I am crawling a site which uses lazy loading for product images.
For this reason i included scrapy-splash
so that the javascript can be rendered also with splash i can provide a wait
argument. Previously i had a though that it is because of the timing that the raw scrapy.Request
is returning a placeholder image instead of the originals.
I've tried wait argument to 29.0 secs also, but still my crawler hardly getting 10 items (it should bring 280 items based on calculations). I have a item pipleline which checks if the image is empty in the item so i raise DropItem
.
I am not sure, but i also noticed that its not only the wait
problem. It looks like that images gets loaded when i scroll down.

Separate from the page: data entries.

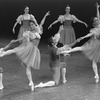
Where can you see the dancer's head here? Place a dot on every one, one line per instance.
(56, 38)
(26, 10)
(67, 9)
(32, 25)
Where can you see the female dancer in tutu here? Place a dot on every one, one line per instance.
(28, 52)
(67, 34)
(23, 20)
(92, 48)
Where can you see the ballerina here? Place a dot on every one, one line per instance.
(23, 20)
(67, 34)
(27, 52)
(92, 48)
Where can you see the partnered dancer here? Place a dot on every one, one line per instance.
(28, 52)
(92, 48)
(57, 67)
(67, 34)
(23, 20)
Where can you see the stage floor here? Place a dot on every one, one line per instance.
(80, 79)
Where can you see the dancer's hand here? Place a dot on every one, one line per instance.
(79, 39)
(49, 26)
(67, 47)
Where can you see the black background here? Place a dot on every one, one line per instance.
(84, 10)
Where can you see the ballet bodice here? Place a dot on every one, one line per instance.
(96, 32)
(67, 23)
(26, 22)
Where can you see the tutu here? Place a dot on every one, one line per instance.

What i am looking for is a way to automate a scroll to bottom behaviour within my requests.
Here is my code Spider
def parse(self, response):
categories = response.css('div.navigation-top-links a.uppercase::attr(href)').extract()
for category in categories:
link = urlparse.urljoin(self.start_urls[0], category)
yield SplashRequest(link, callback=self.parse_products_listing, endpoint='render.html',
args={'wait': 0.5})
Pipeline
class ScraperPipeline(object):
def process_item(self, item, spider):
if not item['images']:
raise DropItem
return item
Settings
IMAGES_STORE = '/scraper/images'
SPLASH_URL = 'http://172.22.0.2:8050'
DUPEFILTER_CLASS = 'scrapy_splash.SplashAwareDupeFilter'
ITEM_PIPELINES = {
'scraper.pipelines.ScraperPipeline': 300,
'scrapy.pipelines.images.ImagesPipeline': 1
}
DOWNLOADER_MIDDLEWARES = {
'scrapy.downloadermiddleware.useragent.UserAgentMiddleware': None,
'scrapy_splash.SplashMiddleware': 725,
'scrapy.downloadermiddlewares.httpcompression.HttpCompressionMiddleware': 810,
# 'custom_middlewares.middleware.ProxyMiddleware': 210,
}